In the realm of truth in science and media, however, there seems to be a dearth of investigative power brought to bear. Noam Chomsky famously counted lines of copy in newspapers for various issues to indicate the degree to which stories were given more or less exposure and public value, a promising experiment.
Only recently have scientific journals begun to make a more concerted effort to simply ask and report funding sources for published papers, and more rarely to ask disclosure identifying more broadly, any conflicts of interest from authors.
More recently in this Web 2.0 world, popularity indices have erupted wherein crowd sourced rankings are collected from those motivated to provide them, usually resulting in an average represented on a 5-star scale.
But what happens if there is controversy over a given online subject, such as a book or video, and an organized opposition emerges which votes based not on the quality of the writing but on lines of political disagreement?
In this case of a vote war we would expect to see a split vote, with many low rankings, few average rankings, and again a spike for positive rankings. Yet the typical representation by hosting websites would be an average, showing something in the middle.
Why not provide a Controversy Index, to flag and quickly identify, search for, and organize those issues where an online battle is taking place? A simple statistical analysis on the inversion of the expected normal distribution should suffice in those cases; simply being able to view the histogram of voting could go a long way. (Your Meggsy has in fact repeatedly written online crowd sourced media giants such as YouTube and Amazon to suggest such features.)
In the world of scientific literature, it appears there is still no established effort to measure and report controversy. It’s well known that for many years, the tobacco industry funded scientific studies, resulting in a split body of literature where side by studies found opposite results. There are many areas of research where large financial interests, and/or strong ideological forces, might influence results, and certainly there can be found more lines of research with a split literature.

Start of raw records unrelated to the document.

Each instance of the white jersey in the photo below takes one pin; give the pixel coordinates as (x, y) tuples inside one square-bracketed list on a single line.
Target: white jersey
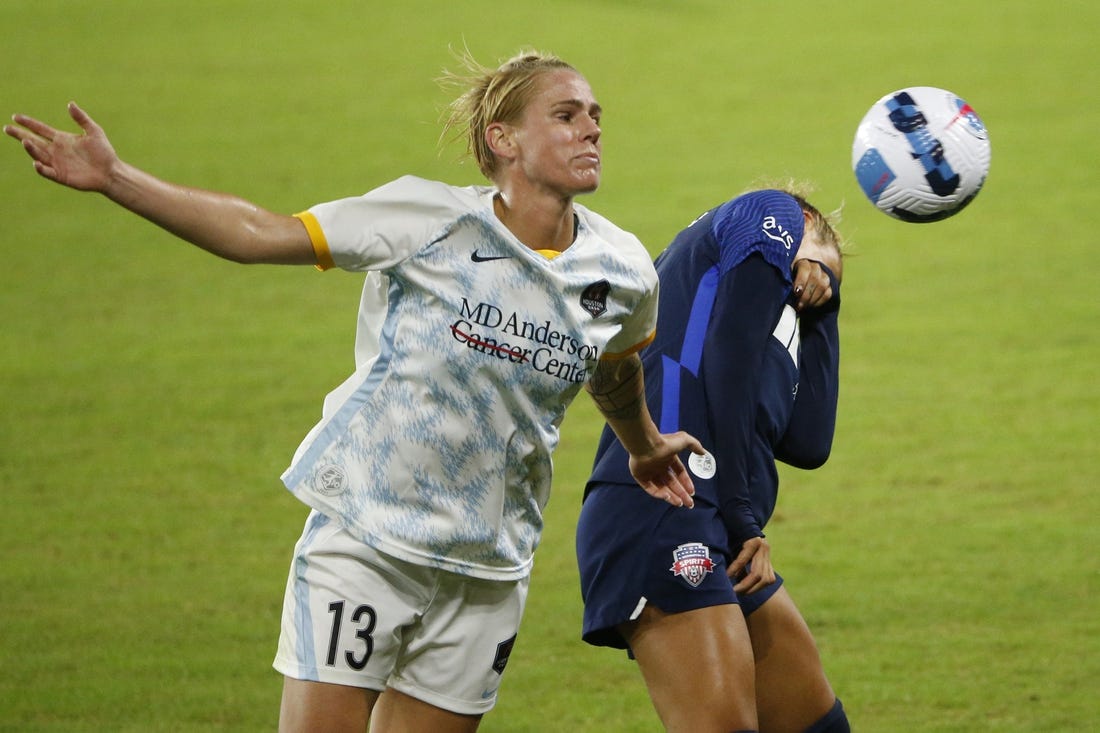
[(470, 347)]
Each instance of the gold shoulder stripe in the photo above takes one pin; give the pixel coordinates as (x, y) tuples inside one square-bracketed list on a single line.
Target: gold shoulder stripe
[(317, 238)]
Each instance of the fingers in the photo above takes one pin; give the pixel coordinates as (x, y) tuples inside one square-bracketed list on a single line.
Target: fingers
[(811, 284), (83, 119)]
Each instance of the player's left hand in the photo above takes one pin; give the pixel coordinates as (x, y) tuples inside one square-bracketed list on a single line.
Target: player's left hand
[(812, 286), (662, 474)]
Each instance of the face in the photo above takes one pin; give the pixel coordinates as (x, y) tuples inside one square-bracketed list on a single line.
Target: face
[(556, 145)]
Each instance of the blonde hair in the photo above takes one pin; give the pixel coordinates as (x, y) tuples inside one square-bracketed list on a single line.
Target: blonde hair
[(824, 225), (492, 95)]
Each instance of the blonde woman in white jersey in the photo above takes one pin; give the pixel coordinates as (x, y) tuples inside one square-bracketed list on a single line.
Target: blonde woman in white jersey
[(484, 312)]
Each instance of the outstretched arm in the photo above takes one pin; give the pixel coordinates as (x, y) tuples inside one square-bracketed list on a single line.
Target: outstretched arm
[(226, 226), (617, 386)]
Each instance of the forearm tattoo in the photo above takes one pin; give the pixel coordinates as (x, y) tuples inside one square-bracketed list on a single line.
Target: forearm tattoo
[(616, 387)]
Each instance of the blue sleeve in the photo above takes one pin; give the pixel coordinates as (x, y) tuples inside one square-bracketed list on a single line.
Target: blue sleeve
[(748, 301), (809, 437), (769, 222)]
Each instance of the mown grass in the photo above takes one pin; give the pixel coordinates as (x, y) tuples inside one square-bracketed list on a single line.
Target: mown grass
[(946, 556)]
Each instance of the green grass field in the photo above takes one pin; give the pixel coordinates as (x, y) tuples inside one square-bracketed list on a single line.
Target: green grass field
[(946, 556)]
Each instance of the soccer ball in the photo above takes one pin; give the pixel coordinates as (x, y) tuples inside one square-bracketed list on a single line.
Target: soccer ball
[(921, 154)]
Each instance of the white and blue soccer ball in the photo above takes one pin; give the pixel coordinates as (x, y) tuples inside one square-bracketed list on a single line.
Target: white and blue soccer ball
[(921, 154)]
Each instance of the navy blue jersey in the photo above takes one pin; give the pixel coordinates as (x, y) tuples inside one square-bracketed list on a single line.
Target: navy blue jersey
[(725, 363)]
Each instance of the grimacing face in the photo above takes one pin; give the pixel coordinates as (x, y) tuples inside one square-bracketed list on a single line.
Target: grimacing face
[(557, 142)]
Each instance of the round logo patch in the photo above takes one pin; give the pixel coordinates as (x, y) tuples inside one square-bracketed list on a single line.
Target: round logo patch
[(331, 480), (703, 466)]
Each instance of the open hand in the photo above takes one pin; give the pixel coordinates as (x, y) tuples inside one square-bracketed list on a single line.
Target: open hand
[(83, 161)]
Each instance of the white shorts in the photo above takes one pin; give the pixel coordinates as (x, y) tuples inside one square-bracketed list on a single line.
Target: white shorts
[(355, 616)]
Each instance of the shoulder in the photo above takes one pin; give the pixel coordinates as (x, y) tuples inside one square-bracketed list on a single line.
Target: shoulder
[(415, 188), (769, 222)]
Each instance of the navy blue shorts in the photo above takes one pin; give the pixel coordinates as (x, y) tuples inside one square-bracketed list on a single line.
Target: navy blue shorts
[(634, 550)]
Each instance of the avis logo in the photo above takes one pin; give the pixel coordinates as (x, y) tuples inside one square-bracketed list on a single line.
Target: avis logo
[(774, 230), (692, 561)]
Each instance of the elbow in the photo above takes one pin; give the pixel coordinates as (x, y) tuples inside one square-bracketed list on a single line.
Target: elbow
[(807, 457)]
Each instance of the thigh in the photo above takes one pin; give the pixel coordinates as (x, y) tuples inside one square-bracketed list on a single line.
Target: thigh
[(793, 691), (310, 707), (397, 712), (697, 666)]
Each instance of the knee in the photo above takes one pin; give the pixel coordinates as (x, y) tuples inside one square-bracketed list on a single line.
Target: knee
[(834, 721)]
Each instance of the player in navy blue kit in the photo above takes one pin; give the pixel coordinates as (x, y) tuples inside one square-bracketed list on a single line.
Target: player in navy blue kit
[(746, 359)]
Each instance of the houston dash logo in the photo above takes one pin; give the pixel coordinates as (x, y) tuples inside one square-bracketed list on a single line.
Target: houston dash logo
[(594, 297), (692, 562)]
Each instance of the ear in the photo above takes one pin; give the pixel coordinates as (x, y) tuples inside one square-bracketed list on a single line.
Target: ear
[(499, 140)]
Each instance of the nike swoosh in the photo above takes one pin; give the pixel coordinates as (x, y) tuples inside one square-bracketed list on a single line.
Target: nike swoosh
[(488, 258)]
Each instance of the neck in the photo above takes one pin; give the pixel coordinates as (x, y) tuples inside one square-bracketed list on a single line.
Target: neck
[(540, 225)]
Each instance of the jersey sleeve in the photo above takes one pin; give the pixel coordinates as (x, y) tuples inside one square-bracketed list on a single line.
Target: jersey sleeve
[(381, 228), (744, 318), (640, 326), (769, 222), (809, 437)]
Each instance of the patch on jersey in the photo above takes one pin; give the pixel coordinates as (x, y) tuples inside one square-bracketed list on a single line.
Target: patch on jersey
[(692, 561), (594, 297), (703, 466), (331, 480), (503, 652), (787, 332)]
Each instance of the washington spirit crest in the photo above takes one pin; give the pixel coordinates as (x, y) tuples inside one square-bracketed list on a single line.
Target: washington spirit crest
[(692, 562)]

Indices to identify and monitor these trends in truth-swaying would be very useful, simply to increase the public awareness of and dialogue about how trustworthy scientific findings are.
Proposed: The Controversy Indices, a suite of metrics for gauging the likelihood of bias and distortion in the public discourse, from online media to scientific literature. A summary index, The Controversy Index, could be a vital new force for the public interest.